Warfarin should not be used in the acute treatment of superficial phlebitis, because the early risk of increased thrombogenesis outweighs any convenience of oral therapy.
Clinical Context: Ceftriaxone is a third-generation cephalosporin with broad-spectrum, gram-negative activity. It has lower efficacy against gram-positive organisms and higher efficacy against resistant organisms. This agent arrests bacterial growth by binding to 1 or more penicillin-binding proteins. When used for the treatment of phlebitis, ceftriaxone should be administered intravenously rather than intramuscularly.
Ceftriaxone is effective in the treatment of superficial phlebitis and bacterial septicemia caused by Staphylococcus aureus, Staphylococcus epidermidis, Streptococcus pyogenes, viridans group streptococci, Escherichia coli, Enterobacter cloacae, Streptococcus pneumoniae, Haemophilus influenzae, Klebsiella oxytoca, Klebsiella pneumoniae, Proteus mirabilis, Pseudomonas aeruginosa, Morganella morganii, Serratia marcescens, Acinetobacter calcoaceticus, Bacteroides fragilis, and various Peptostreptococcus species.
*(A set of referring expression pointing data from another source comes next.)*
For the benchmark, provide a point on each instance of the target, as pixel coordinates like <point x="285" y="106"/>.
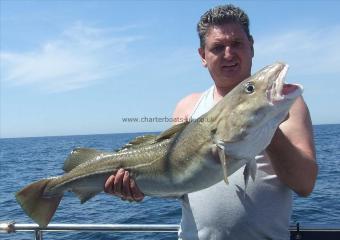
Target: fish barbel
<point x="185" y="158"/>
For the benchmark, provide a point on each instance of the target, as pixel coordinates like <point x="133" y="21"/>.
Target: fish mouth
<point x="278" y="90"/>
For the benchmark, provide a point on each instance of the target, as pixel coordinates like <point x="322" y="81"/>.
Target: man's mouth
<point x="229" y="65"/>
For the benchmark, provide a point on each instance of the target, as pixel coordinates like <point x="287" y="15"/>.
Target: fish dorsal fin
<point x="137" y="142"/>
<point x="81" y="155"/>
<point x="171" y="131"/>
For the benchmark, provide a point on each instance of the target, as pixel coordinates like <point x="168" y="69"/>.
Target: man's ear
<point x="202" y="54"/>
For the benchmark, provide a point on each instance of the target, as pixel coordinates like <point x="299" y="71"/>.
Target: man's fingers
<point x="126" y="192"/>
<point x="137" y="195"/>
<point x="108" y="187"/>
<point x="117" y="187"/>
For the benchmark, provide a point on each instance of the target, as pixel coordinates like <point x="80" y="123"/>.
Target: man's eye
<point x="218" y="48"/>
<point x="236" y="43"/>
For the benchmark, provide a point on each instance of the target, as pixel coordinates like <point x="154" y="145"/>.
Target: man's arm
<point x="292" y="150"/>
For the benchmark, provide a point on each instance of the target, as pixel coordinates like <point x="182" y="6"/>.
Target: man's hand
<point x="123" y="186"/>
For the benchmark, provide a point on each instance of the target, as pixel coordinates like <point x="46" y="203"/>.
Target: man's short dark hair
<point x="220" y="15"/>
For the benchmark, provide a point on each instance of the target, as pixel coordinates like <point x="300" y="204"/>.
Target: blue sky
<point x="79" y="67"/>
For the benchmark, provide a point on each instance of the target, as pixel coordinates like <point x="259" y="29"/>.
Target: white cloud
<point x="80" y="57"/>
<point x="307" y="50"/>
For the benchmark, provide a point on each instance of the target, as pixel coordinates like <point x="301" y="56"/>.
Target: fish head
<point x="249" y="115"/>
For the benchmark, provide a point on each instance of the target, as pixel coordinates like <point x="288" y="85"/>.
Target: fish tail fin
<point x="38" y="207"/>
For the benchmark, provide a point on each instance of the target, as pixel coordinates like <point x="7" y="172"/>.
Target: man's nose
<point x="228" y="53"/>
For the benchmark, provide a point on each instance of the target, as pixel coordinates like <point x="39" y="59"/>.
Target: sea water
<point x="24" y="160"/>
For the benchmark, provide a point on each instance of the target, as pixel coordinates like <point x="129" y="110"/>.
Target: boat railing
<point x="297" y="232"/>
<point x="12" y="227"/>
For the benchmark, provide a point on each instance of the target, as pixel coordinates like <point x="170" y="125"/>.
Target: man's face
<point x="227" y="54"/>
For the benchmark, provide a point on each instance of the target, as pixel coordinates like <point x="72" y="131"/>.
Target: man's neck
<point x="219" y="93"/>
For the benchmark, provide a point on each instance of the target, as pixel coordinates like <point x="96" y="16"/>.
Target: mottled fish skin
<point x="185" y="158"/>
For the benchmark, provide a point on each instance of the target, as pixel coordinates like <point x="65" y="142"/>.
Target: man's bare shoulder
<point x="186" y="105"/>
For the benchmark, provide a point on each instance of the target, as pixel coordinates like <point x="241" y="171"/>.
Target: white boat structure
<point x="297" y="232"/>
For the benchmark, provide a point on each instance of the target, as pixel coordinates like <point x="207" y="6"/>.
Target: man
<point x="222" y="212"/>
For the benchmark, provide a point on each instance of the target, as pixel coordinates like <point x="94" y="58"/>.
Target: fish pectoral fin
<point x="84" y="194"/>
<point x="223" y="158"/>
<point x="81" y="155"/>
<point x="171" y="131"/>
<point x="249" y="171"/>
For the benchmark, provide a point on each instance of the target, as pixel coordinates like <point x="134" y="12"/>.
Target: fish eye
<point x="249" y="87"/>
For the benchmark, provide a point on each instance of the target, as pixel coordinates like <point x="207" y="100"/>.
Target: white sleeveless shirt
<point x="222" y="212"/>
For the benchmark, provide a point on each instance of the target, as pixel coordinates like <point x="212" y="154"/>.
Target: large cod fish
<point x="185" y="158"/>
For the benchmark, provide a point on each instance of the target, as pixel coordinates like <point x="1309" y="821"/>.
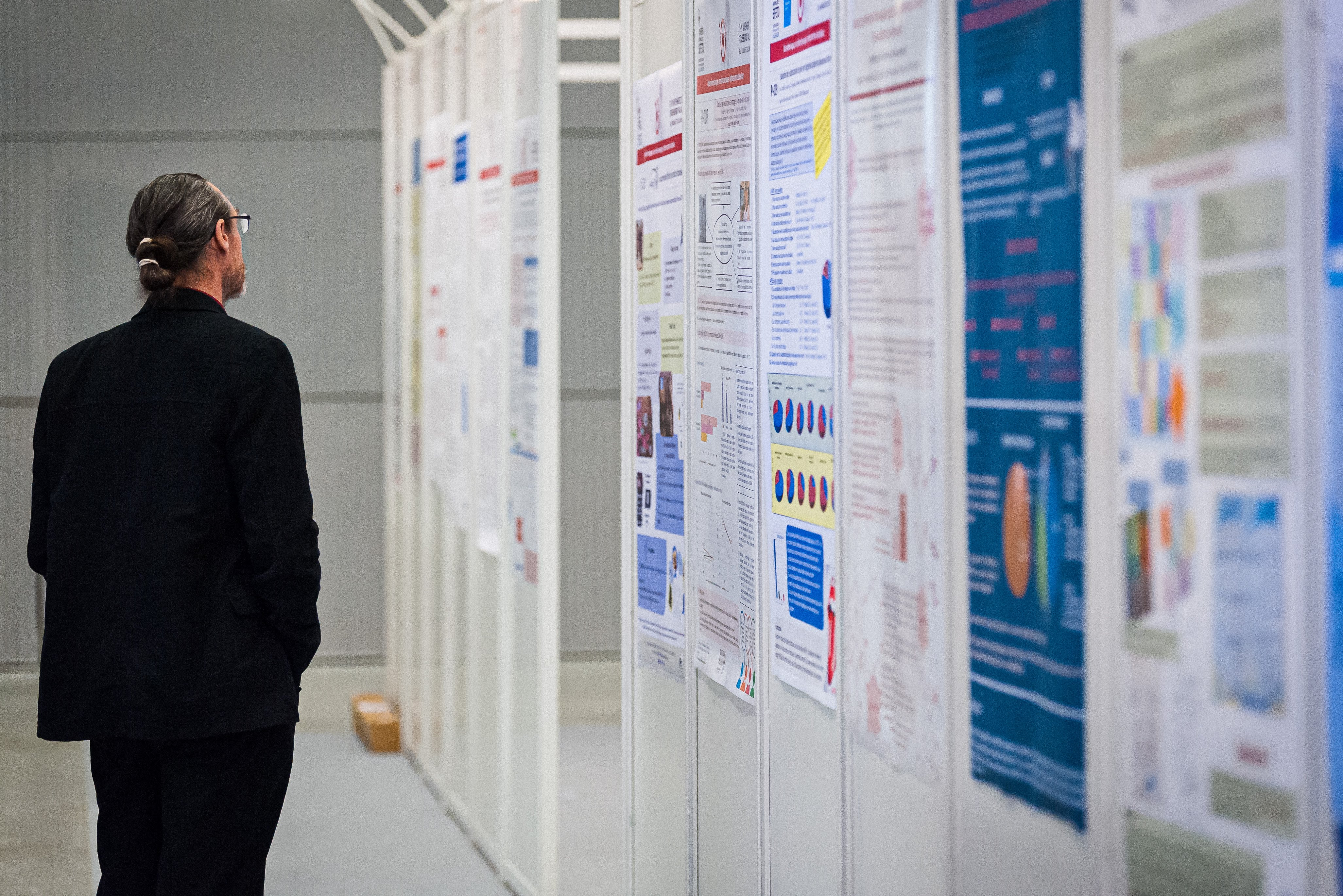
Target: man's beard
<point x="235" y="281"/>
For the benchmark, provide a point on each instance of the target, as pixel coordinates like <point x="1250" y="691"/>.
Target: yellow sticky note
<point x="821" y="135"/>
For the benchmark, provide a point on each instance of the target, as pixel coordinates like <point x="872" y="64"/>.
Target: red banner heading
<point x="659" y="150"/>
<point x="813" y="37"/>
<point x="723" y="80"/>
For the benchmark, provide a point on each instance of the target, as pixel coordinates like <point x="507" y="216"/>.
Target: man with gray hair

Clinical Context: Cephalexin is a first-generation cephalosporin that may be used as adjunctive therapy in superficial phlebitis if infection is possible but unlikely, and if the only likely organisms would be skin flora, including staphylococci and streptococci.
These agents are not routinely useful in nonseptic superficial phlebitis. Antibiotics are indicated whenever infection is suspected to play a role and whenever phlebitis of the great saphenous vein above the knee threatens to approach the saphenofemoral junction. The choice of antibiotics should be guided by blood culture results whenever possible, but empiric therapy should at a minimum provide coverage for group A streptococci and for Staphylococcus aureus.
Superficial phlebitis must not be confused with septic phlebitis, which can be life threatening. If septic phlebitis is suspected, the selection of antibiotics is critically important and depends upon the clinical setting.